Why it matters: For veterinary professionals, this is leadership news worth watching because Prater understands FDA from both the veterinary and food sides. His background may make him a more fluent bridge between human food safety policy and adjacent animal health issues, especially where imported ingredients, feed controls, foodborne hazards, or One Health-style coordination overlap. But it’s also important not to overread the appointment: veterinarians concerned with pet food recalls, animal feed compliance, or CVM policy should remember that those authorities remain centered in CVM, even as the Human Foods Program works more closely with inspections, labs, and outbreak response functions across FDA. (fda.gov)

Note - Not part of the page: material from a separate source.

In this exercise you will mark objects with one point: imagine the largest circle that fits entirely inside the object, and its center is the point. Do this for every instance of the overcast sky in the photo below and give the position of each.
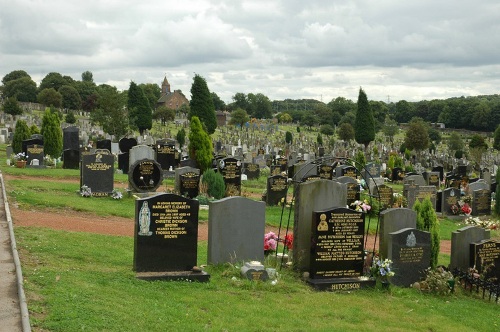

There’s also a practical signal here for the veterinary business audience. A veterinarian now leads FDA’s human foods arm on an acting basis during a period of policy pressure around food ingredients, nutrition, and safety modernization. Even if the immediate effect on companion animal practice is indirect, leadership choices at FDA can shape enforcement tempo, intercenter collaboration, and how quickly the agency responds to food-related safety events that may spill into animal health conversations or pet parent concerns. That’s especially relevant for veterinarians fielding questions about recalls, contaminated ingredients, or the interface between human and animal food supply chains. (fooddive.com)

What to watch: The next key question is whether Prater remains in the acting role for an extended period and whether FDA signals any new priorities for the Human Foods Program under his leadership, particularly around outbreak response, imported food oversight, ingredient policy, and coordination with other FDA centers as the post-2024 reorganization matures. (fda.gov)

How this developed

  1. Prater joined FDA’s Center for Veterinary Medicine as a veterinary medical officer.

  2. Prater served as principal deputy associate commissioner for food.

  3. FDA formally launched its unified Human Foods Program as part of a major reorganization.

  4. FDA named Prater acting deputy commissioner for food.